En avril 1962, le parlement a été dissous et une élection a été fixée pour le 18 juin 1962. Kennedy a décidé d'intervenir directement dans l'élection avec un coup d'État électoral flagrant pour se débarrasser de Diefenbaker, un des exemples les plus sordides d'ingérence étrangère dans les affaires politiques du Canada. Malgré tout cela, aujourd'hui encore, le processus électoral est vanté comme étant l'occasion pour les Canadiens de choisir leurs propres représentants, et lorsqu'il s'agit de parler d'ingérence étrangère dans les affaires du Canada, l'ingérence des États-Unis n'est même pas mentionnée. Lors des élections de 1963, de connivence avec l'équipe de campagne libérale, Kennedy a manoeuvré ouvertement et secrètement pour installer Lester B. Pearson au poste de premier ministre, lui qui avait à maintes reprises été d'une grande utilité pour les États-Unis.
La campagne pour subvertir Diefenbaker était en cours même avant l'annonce des élections. C'était une campagne ouverte contre Diefenbaker. Au début de 1962, un sénateur républicain de New York est venu au Canada et lors d'un interview avec la CBC il a dit : « J'ai toujours considéré que le Canada était un de nos alliés les plus fiables [...] et pour cette raison je n'arrive pas à comprendre le manque de collaboration de la part des autorités canadiennes à imposer des sanctions économiques contre Cuba – et contre la Chine rouge, d'ailleurs [...] chaque vente qui consolide l'économie cubaine renforce l'emprise de Castro sur le peuple cubain et appuie la dictature. »
Diefenbaker ne cachait pas le fait que son hésitation à se plier aux exigences des États-Unis, en particulier sur la question du déploiement d'armes nucléaires au Canada, était due à l'opinion publique au pays. Lorsque l'ambassadeur des États-Unis au Canada et sous-secrétaire des Affaires politiques, Livingston Merchant, l'a rencontré pour lui proposer une entente militaire, y compris le déploiement d'armes nucléaires, Diefenbaker lui a dit qu'il était sensible à l'opinion publique canadienne et que les opinions aux sein des Affaires extérieures étaient partagées. Au sujet des divisions au sein du public, il a dit à Merchant que les opposants n'étaient « ni des communistes ni des fainéants ».
En vue de la visite de Diefenbaker en février 1961, le secrétaire d'État américain Dean Rusk avait préparé une note d'information sur le Canada pour Kennedy. Typiquement, les questions cruciales comme la guerre et la paix étaient présentées comme des conflits de personnalité et la prise de position de Diefenbaker sur ces questions était présentée comme étant du tâtonnage et de l'indécision qui laissaient planer de graves dangers d'infiltration communiste en Amérique du Nord.
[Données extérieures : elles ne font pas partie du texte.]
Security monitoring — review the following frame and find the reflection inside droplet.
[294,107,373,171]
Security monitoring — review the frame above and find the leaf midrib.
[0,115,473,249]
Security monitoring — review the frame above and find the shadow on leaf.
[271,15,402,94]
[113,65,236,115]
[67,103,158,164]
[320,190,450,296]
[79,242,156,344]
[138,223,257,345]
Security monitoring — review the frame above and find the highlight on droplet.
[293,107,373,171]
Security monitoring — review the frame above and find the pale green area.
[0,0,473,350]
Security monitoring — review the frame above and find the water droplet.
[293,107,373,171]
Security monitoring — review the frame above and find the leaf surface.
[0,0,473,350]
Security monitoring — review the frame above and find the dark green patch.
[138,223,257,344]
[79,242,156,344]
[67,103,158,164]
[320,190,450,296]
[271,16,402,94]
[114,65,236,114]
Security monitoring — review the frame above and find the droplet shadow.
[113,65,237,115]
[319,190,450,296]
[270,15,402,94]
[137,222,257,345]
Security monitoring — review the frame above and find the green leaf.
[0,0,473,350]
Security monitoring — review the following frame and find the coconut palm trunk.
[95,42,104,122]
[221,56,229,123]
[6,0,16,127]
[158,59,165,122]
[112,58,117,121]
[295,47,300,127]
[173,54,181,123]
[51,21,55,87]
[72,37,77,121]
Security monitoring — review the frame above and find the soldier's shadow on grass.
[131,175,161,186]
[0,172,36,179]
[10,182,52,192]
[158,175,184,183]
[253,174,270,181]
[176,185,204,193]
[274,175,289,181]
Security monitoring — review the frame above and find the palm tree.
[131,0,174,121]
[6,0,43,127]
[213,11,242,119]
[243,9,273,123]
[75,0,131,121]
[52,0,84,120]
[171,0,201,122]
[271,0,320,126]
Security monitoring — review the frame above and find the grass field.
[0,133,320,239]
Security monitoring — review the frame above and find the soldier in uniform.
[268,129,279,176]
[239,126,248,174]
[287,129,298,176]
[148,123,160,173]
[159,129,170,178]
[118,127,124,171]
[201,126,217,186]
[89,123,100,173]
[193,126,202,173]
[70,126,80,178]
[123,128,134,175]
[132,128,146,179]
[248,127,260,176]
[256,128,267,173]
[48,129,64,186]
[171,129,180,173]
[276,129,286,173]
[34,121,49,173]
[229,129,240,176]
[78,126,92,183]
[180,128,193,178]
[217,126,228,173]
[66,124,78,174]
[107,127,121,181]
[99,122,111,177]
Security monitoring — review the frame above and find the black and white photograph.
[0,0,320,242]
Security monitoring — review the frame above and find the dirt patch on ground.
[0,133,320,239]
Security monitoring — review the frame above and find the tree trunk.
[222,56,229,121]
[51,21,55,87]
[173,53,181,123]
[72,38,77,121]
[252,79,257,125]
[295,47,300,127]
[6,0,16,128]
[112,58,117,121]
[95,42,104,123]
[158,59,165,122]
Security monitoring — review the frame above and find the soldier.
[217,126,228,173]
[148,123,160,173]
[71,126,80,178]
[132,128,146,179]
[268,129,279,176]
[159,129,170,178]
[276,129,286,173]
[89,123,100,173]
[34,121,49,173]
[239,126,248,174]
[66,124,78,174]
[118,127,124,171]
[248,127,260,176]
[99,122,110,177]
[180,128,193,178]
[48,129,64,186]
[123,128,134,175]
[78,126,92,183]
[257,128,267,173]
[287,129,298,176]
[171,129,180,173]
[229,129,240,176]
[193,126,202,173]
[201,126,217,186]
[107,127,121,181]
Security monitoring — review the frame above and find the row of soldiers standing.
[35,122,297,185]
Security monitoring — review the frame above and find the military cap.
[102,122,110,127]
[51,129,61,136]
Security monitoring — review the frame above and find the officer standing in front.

Dans sa note à Kennedy, Rusk a dit que les États-Unis devaient prendre en compte « une attitude canadienne d'introspection et de nationalisme, [...] un complexe d'infériorité qui se manifeste par une certaine sensibilité face à toute menace envers la souveraineté canadienne, réelle ou fictive. Ainsi, l'élément essentiel à prendre en compte pour ce qui est du Canada est plutôt d'ordre psychologique. » Rusk a laissé entendre que le Canada serait fiable en matière de politique internationale et que les Canadiens étaient « bien intentionnés face aux États-Unis et croient que chacun des pays a inexorablement besoin de l'autre. » Prédisant ce que Diefenbaker dirait sans doute lors de sa rencontre avec Kennedy, Rusk a écrit que Diefenbaker « sera fortement intéressé par tout ce qui peut remonter son prestige. Il pourrait même vous laisser entendre que l'antiaméricanisme est si présent au Canada qu'il se verra obligé d'avoir recours à des politiques nationalistes. »
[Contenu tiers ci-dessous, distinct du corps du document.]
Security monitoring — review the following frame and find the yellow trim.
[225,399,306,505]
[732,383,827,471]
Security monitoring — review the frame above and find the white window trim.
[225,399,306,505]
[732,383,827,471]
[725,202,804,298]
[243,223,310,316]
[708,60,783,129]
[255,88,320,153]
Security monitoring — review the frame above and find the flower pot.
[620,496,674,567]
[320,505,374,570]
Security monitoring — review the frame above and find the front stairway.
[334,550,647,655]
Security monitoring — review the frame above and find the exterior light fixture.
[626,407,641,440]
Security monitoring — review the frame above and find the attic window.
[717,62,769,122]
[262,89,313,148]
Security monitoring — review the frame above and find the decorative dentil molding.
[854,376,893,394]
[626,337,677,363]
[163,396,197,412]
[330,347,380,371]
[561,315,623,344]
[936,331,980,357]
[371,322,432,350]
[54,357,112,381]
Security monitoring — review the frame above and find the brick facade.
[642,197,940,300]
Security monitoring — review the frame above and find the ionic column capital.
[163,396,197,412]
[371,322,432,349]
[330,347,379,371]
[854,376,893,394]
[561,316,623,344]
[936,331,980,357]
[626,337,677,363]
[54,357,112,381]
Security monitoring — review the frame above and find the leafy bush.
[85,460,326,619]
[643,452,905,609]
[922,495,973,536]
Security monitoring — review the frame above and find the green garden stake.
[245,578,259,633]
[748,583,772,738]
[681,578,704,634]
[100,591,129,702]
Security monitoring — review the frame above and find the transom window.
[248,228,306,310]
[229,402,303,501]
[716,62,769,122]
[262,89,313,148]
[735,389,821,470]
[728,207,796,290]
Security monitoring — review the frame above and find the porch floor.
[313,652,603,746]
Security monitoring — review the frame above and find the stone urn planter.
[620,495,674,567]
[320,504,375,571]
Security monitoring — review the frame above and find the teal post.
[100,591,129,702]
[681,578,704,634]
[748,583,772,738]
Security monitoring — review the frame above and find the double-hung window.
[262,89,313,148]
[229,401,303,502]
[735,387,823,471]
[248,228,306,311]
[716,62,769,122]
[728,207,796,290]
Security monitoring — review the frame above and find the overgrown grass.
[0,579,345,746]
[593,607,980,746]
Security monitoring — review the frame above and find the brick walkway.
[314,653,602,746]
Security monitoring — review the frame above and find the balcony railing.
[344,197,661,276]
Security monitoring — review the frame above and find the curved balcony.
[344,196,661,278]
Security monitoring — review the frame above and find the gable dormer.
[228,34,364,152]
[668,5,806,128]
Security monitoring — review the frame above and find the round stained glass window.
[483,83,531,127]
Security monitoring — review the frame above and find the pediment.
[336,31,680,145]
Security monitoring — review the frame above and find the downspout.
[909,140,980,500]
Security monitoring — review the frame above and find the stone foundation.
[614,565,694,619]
Toujours selon l'analyse de Rusk, le cabinet de Diefenbaker était désuni, son budget de la défense était « stagnant » et il était possible qu'il y ait « une tendance vers une sorte de neutralité inconsciente qui pourrait se développer advenant un relâchement des liens de défense avec les États-Unis ». Les États-Unis devraient alors « promouvoir parmi les Canadiens une meilleure compréhension et une acceptation du concept d'une interdépendance militaire intégrale », a conseillé Rusk.
Il ne faut pas oublier que Diefenbaker était également un ardent défenseur de la justice sociale et d'une vision du Canada fondée sur sa compréhension de l'égalité et des droits. Mais tout cela a été balayé derrière des plaintes concernant son nationalisme et son populisme. Tout cela trahit la tentative délibérée de s'assurer que le peuple soit tenu à l'écart de toute discussion sur la manière de réaliser ses aspirations à la paix, à la liberté et à la démocratie.
Suite à sa rencontre avec Kennedy en mai 1961, le premier ministre a découvert un document oublié par un conseiller américain. Le notoire « mémorandum Rostow » contenait une liste d'objectifs fixés par les États-Unis, espérant « inciter » le Canada dans cette direction. Dans les reportages portant sur les relations entre le Canada et les États-Unis durant la crise des missiles cubains, l'importante question des relations entre le Canada et les États-Unis a été réduite à une affaire que Diefenbaker était « en colère », cet incident ayant « réaffirmé ce qu'il soupçonnait, que les États-Unis cherchaient à dominer le Canada. Le camp de Kennedy était aussi en colère : Diefenbaker refusait de retourner le mémorandum, à l'encontre du protocole diplomatique qui veut que de telles notes soient retournées. Leur relation ne s'améliorerait jamais tout à fait après cet incident. »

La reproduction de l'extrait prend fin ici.